I'm not clear on what the values that are being returning from calling:
&next, fp, *fp, &return_func_ptr, fp_ptr, &fp_ptr, *fp_ptr
They all seem to give me the value 1. What does it mean?
Also, how would I declare
int (*return_f())(char)
to receive a parameter without using typedef?
#include <iostream>
int next(int n){
return n+99;
}
// returns pointer to a function
typedef int (*fptr)(int); // using typdef
fptr return_func_ptr(){
return next;
}
int f(char){
return 0;
}
int (*return_f())(char){ // how do you pass a parameter here?

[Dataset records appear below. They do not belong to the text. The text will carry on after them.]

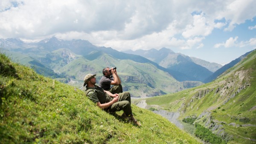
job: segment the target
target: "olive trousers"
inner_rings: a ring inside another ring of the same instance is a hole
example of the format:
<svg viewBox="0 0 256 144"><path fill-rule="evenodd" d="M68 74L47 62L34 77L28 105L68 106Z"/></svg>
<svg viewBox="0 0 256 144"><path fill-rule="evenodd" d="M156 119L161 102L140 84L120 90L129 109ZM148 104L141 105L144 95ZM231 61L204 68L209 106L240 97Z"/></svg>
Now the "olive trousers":
<svg viewBox="0 0 256 144"><path fill-rule="evenodd" d="M125 92L120 93L118 101L108 107L105 110L108 112L119 112L121 110L123 110L125 115L128 116L131 116L132 111L131 107L131 95L129 92ZM113 98L111 98L112 99Z"/></svg>

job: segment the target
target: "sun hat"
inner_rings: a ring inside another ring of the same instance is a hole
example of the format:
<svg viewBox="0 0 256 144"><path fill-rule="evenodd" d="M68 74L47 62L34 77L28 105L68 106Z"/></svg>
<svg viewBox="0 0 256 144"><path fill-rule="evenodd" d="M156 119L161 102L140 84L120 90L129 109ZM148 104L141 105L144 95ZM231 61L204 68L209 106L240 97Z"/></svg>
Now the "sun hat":
<svg viewBox="0 0 256 144"><path fill-rule="evenodd" d="M87 83L88 83L89 81L90 81L90 80L91 78L94 78L95 76L95 75L93 75L91 74L89 74L85 75L85 76L84 77L84 86L87 84Z"/></svg>

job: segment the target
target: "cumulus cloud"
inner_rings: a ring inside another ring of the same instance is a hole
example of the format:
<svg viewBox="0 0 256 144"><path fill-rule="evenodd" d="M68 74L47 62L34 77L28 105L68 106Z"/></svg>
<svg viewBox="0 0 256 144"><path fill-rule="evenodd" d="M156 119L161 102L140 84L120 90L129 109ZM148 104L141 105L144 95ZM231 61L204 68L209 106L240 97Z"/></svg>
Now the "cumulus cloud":
<svg viewBox="0 0 256 144"><path fill-rule="evenodd" d="M252 20L256 16L253 6L256 3L253 0L2 0L0 37L35 40L55 36L134 50L168 46L198 49L204 46L202 40L215 29L226 26L230 31ZM222 19L225 20L216 22ZM232 38L215 46L232 46L237 39Z"/></svg>
<svg viewBox="0 0 256 144"><path fill-rule="evenodd" d="M215 48L219 48L224 46L225 48L231 47L243 47L248 46L256 46L256 38L252 38L248 41L241 41L239 42L237 40L238 37L236 37L234 38L231 37L227 40L226 43L216 43L214 45Z"/></svg>
<svg viewBox="0 0 256 144"><path fill-rule="evenodd" d="M256 25L254 26L249 26L248 27L248 29L250 29L250 30L253 30L253 29L256 29Z"/></svg>

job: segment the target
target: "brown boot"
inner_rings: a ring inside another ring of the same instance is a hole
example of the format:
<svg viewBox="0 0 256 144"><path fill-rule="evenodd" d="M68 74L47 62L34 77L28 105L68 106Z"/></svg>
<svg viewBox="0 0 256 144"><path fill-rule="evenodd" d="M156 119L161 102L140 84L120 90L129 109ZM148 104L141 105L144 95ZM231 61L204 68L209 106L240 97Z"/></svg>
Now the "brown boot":
<svg viewBox="0 0 256 144"><path fill-rule="evenodd" d="M134 124L135 124L137 126L139 127L140 127L141 126L140 123L134 117L133 115L131 115L131 117L130 118L130 122L132 121Z"/></svg>
<svg viewBox="0 0 256 144"><path fill-rule="evenodd" d="M122 118L124 118L124 119L128 118L128 116L127 115L125 115L125 112L123 113L123 114L122 115L122 116L121 117Z"/></svg>

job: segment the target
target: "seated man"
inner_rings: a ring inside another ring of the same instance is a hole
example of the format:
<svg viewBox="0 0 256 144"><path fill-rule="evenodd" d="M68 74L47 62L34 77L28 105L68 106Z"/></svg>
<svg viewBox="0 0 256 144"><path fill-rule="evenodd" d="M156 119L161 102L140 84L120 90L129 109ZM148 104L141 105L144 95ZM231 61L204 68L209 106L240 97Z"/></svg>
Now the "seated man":
<svg viewBox="0 0 256 144"><path fill-rule="evenodd" d="M104 68L102 70L103 76L99 82L99 86L113 94L123 92L121 80L117 75L116 69L113 67ZM111 88L111 85L114 86Z"/></svg>
<svg viewBox="0 0 256 144"><path fill-rule="evenodd" d="M86 85L86 95L92 101L96 103L101 109L111 112L124 111L122 117L128 118L129 121L132 121L138 126L140 122L134 118L131 107L131 95L129 92L112 94L96 85L96 75L89 74L85 76L84 86Z"/></svg>

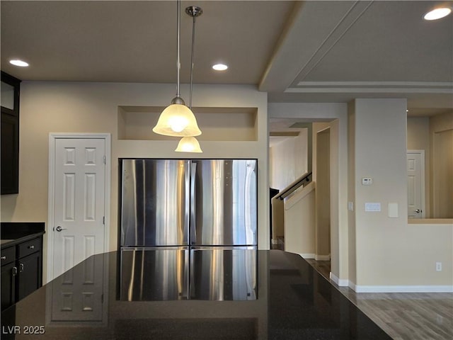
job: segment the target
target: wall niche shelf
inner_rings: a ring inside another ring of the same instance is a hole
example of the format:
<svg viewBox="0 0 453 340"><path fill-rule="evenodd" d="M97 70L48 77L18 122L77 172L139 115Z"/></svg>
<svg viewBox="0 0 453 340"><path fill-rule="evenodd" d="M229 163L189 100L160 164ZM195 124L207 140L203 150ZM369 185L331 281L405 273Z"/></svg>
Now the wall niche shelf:
<svg viewBox="0 0 453 340"><path fill-rule="evenodd" d="M152 132L163 106L118 106L118 140L178 140ZM200 141L257 141L258 108L193 107Z"/></svg>

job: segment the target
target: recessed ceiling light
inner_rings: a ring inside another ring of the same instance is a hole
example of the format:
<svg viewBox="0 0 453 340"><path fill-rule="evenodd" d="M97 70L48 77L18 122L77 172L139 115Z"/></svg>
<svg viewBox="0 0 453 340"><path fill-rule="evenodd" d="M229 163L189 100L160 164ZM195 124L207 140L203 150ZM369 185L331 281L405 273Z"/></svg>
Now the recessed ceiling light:
<svg viewBox="0 0 453 340"><path fill-rule="evenodd" d="M452 8L448 7L435 8L425 14L423 18L425 20L437 20L448 16L450 13L452 13Z"/></svg>
<svg viewBox="0 0 453 340"><path fill-rule="evenodd" d="M10 64L12 64L14 66L19 66L21 67L26 67L28 66L28 63L24 62L23 60L20 60L18 59L13 59L9 61Z"/></svg>
<svg viewBox="0 0 453 340"><path fill-rule="evenodd" d="M212 65L212 68L216 71L224 71L228 69L228 66L224 64L216 64L215 65Z"/></svg>

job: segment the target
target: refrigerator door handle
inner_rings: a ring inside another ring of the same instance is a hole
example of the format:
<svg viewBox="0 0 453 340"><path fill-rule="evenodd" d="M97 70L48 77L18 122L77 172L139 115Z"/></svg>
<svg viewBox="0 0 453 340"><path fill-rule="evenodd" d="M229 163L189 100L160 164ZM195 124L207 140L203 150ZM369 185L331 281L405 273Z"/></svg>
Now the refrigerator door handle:
<svg viewBox="0 0 453 340"><path fill-rule="evenodd" d="M195 244L197 242L197 230L196 230L196 205L195 205L195 198L196 198L196 181L195 176L197 174L197 162L190 162L190 220L189 222L189 225L190 226L190 239L189 242L189 244Z"/></svg>
<svg viewBox="0 0 453 340"><path fill-rule="evenodd" d="M184 196L185 198L185 209L184 210L184 242L185 244L190 244L190 161L186 161L184 164L184 180L185 188L184 188Z"/></svg>

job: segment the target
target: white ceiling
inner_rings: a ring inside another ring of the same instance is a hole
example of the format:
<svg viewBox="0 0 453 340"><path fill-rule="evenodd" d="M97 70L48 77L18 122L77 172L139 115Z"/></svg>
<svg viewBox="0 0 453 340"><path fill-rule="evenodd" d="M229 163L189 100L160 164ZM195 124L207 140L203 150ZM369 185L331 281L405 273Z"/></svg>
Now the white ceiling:
<svg viewBox="0 0 453 340"><path fill-rule="evenodd" d="M194 83L254 84L269 101L408 98L409 114L453 108L453 16L437 1L195 1ZM1 2L1 69L23 80L176 81L176 1ZM181 81L192 19L181 14ZM21 58L19 69L8 60ZM224 62L229 69L214 72Z"/></svg>

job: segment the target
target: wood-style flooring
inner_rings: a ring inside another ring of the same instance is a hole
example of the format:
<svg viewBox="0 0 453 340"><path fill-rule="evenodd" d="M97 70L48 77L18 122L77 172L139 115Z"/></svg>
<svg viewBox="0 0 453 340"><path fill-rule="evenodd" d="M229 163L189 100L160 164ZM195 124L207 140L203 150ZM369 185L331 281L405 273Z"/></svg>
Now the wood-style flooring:
<svg viewBox="0 0 453 340"><path fill-rule="evenodd" d="M306 261L329 280L330 261ZM453 293L355 293L331 283L395 340L453 339Z"/></svg>

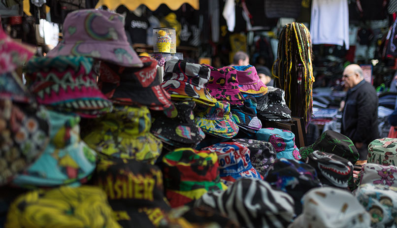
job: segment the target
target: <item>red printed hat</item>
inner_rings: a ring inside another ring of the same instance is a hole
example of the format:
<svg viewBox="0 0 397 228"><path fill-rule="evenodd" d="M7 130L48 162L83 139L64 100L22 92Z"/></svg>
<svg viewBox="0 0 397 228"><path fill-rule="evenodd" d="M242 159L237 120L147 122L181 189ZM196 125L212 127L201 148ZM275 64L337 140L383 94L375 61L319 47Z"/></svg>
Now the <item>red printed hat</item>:
<svg viewBox="0 0 397 228"><path fill-rule="evenodd" d="M102 92L115 104L145 105L156 110L170 107L171 98L160 86L157 61L146 56L140 60L141 68L101 62L98 85Z"/></svg>
<svg viewBox="0 0 397 228"><path fill-rule="evenodd" d="M209 68L210 77L207 89L217 100L223 100L232 104L243 105L244 98L238 89L237 71L233 67L225 66L219 69L202 64Z"/></svg>
<svg viewBox="0 0 397 228"><path fill-rule="evenodd" d="M76 10L66 16L62 32L64 40L48 57L82 56L124 66L142 66L127 40L120 14L93 9Z"/></svg>

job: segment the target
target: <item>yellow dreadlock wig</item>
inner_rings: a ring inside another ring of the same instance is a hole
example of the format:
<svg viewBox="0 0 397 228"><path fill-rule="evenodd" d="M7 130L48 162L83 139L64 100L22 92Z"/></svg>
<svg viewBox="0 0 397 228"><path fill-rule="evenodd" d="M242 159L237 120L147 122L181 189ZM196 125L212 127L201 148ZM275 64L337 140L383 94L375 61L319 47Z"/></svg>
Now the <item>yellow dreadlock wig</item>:
<svg viewBox="0 0 397 228"><path fill-rule="evenodd" d="M286 25L279 37L277 60L272 69L292 116L302 117L307 127L313 112L313 76L310 33L301 23Z"/></svg>

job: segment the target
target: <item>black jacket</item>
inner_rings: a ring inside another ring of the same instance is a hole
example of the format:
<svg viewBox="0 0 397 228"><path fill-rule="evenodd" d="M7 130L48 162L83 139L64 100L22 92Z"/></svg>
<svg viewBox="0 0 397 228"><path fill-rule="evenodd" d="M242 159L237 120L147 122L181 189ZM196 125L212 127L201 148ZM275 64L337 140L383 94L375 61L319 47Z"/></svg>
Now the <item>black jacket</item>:
<svg viewBox="0 0 397 228"><path fill-rule="evenodd" d="M349 90L342 118L342 134L354 142L369 143L379 138L378 96L363 80Z"/></svg>

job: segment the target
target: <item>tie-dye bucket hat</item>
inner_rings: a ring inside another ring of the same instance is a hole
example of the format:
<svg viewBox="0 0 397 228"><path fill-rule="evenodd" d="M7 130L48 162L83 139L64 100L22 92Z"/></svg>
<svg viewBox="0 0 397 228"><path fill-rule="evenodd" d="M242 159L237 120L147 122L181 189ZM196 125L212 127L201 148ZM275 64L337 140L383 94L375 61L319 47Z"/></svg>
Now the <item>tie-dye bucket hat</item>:
<svg viewBox="0 0 397 228"><path fill-rule="evenodd" d="M259 79L257 69L253 65L235 65L238 89L242 93L263 95L267 92L267 87Z"/></svg>
<svg viewBox="0 0 397 228"><path fill-rule="evenodd" d="M215 152L179 148L166 154L161 165L165 195L173 208L192 204L208 191L227 188L220 181Z"/></svg>
<svg viewBox="0 0 397 228"><path fill-rule="evenodd" d="M24 194L10 207L5 227L122 228L114 218L105 193L88 186Z"/></svg>
<svg viewBox="0 0 397 228"><path fill-rule="evenodd" d="M210 70L185 60L172 59L165 62L163 88L174 99L194 100L214 106L216 99L205 88L210 78Z"/></svg>
<svg viewBox="0 0 397 228"><path fill-rule="evenodd" d="M115 104L145 105L155 110L169 107L171 98L160 85L156 60L140 58L143 64L140 68L101 62L99 88Z"/></svg>
<svg viewBox="0 0 397 228"><path fill-rule="evenodd" d="M81 56L33 59L25 67L27 84L37 102L49 108L98 117L113 104L98 88L93 61Z"/></svg>
<svg viewBox="0 0 397 228"><path fill-rule="evenodd" d="M145 106L115 106L111 113L95 121L84 140L105 157L153 163L161 153L161 141L149 132L151 118Z"/></svg>
<svg viewBox="0 0 397 228"><path fill-rule="evenodd" d="M221 142L202 150L216 153L218 155L219 175L228 186L244 177L263 179L251 163L249 149L238 142Z"/></svg>
<svg viewBox="0 0 397 228"><path fill-rule="evenodd" d="M209 68L211 77L207 89L217 100L227 101L231 104L241 105L244 98L238 90L237 71L233 67L225 66L219 69L209 65L202 65Z"/></svg>
<svg viewBox="0 0 397 228"><path fill-rule="evenodd" d="M277 158L299 160L302 158L295 145L295 135L290 130L277 128L264 128L256 134L257 139L269 142L277 153Z"/></svg>
<svg viewBox="0 0 397 228"><path fill-rule="evenodd" d="M195 121L205 133L230 138L238 132L238 126L232 117L228 102L217 101L213 107L198 105L195 113Z"/></svg>
<svg viewBox="0 0 397 228"><path fill-rule="evenodd" d="M375 139L368 145L368 163L397 166L397 138Z"/></svg>
<svg viewBox="0 0 397 228"><path fill-rule="evenodd" d="M124 66L142 65L127 40L120 14L94 9L76 10L67 14L62 32L64 40L47 56L84 56Z"/></svg>
<svg viewBox="0 0 397 228"><path fill-rule="evenodd" d="M97 154L80 138L80 117L48 111L50 142L12 184L26 188L79 186L94 171Z"/></svg>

// std::cout << "do something with " << param << std::endl;
return f;
}
int main()
{
int x = 5;
// p points to x
int *p = &x;
std::cout << "x=" << x << std::endl; // 5, value of x
std::cout << "&x=" << &x << std::endl; // 0x7fff6447a82c, address of x
std::cout << "p=" << p << std::endl; // 0x7fff6447a82c, value of p is address of x
std::cout << "*p=" << *p << std::endl; // 5, value of x (p dereferenced)
std::cout << "&p=" << &p << std::endl; // 0x7fff6447a820, address of p pointer
// change value of x thru p
// p = 6; // error, can't set int* to int
*p = 6;
std::cout << "x=" << x << std::endl; // 6
int y = 2;
// int *q = y; // error can't initiate with type int, needs int*
// pointer to a function
int (*fp)(int);
std::cout << "&fp=" << &fp << std::endl; // 0x7fff66da6810, address of pointer fp
std::cout << "fp=" << fp << std::endl; // 0, value of pointer fp
fp = &next; // fp points to function next(int)
fp = next;
std::cout << "&next=" << &next << std::endl; // 1, address of function?
std::cout << "fp=" << fp << std::endl; // 1, value is address of function?
std::cout << "&fp=" << &fp << std::endl; // 0x7fff66da6810, address of pointer fp?
std::cout << "*fp=" << *fp << std::endl; // 1, address of function?
// calling function thru pointer
int i = 0;
i = (*fp)(i);
std::cout << "i=" << i << std::endl; // 99
i = fp(i);
std::cout << "i=" << i << std::endl; // 198
// function returns pointer to function
fptr fp_ptr = return_func_ptr();
std::cout << "&return_func_ptr=" << &return_func_ptr << std::endl; // 1
std::cout << "fp_ptr=" << *fp_ptr << std::endl; // 1
std::cout << "&fp_ptr=" << *fp_ptr << std::endl; // 1
std::cout << "*fp_ptr=" << *fp_ptr << std::endl; // 1
int j = fp_ptr(1);
std::cout << "j=" << j << std::endl; // 100
}
There is some pointer here who seems not clear :
// pointer to a function
int (*fp)(int);
std::cout << "&fp=" << &fp << std::endl; // 0x7fff66da6810, address of pointer fp
std::cout << "fp=" << fp << std::endl; // 0, value of pointer fp
Here fp is undefined. Those lines have an undefined behaviour.
After that :
// function returns pointer to function
fptr fp_ptr = return_func_ptr();
std::cout << "&return_func_ptr=" << &return_func_ptr << std::endl; // 1
std::cout << "fp_ptr=" << *fp_ptr << std::endl; // 1
std::cout << "&fp_ptr=" << *fp_ptr << std::endl; // 1
// ^^^^^^^^^^ ^^^^^^^
std::cout << "*fp_ptr=" << *fp_ptr << std::endl; // 1
There are two things here :
On the line I pointed, I'm not sure it is what you wanted to test.
Also, cout doesn't have an overload to take a function pointer, it will take a bool instead. So it should be :
std::cout << "fn_ptr=" << reinterpret_cast<void*>( fn_ptr ) << std::endl;
I would suggest you to read this article about function pointer, it explains almost all you need to know : http://www.learncpp.com/cpp-tutorial/78-function-pointers/
std::cout << "fp_ptr=" << *fp_ptr << std::endl;
should be
std::cout << "fp_ptr=" << (void*)fp_ptr << std::endl;
The cout operator doesn't have an overload for a function pointer, so it uses bool instead. That's why you always get 1 as output. When I compile your code, I even get a warning for that, telling me that it will always evaluate to true. You should switch on all warnings and try to get rid of them.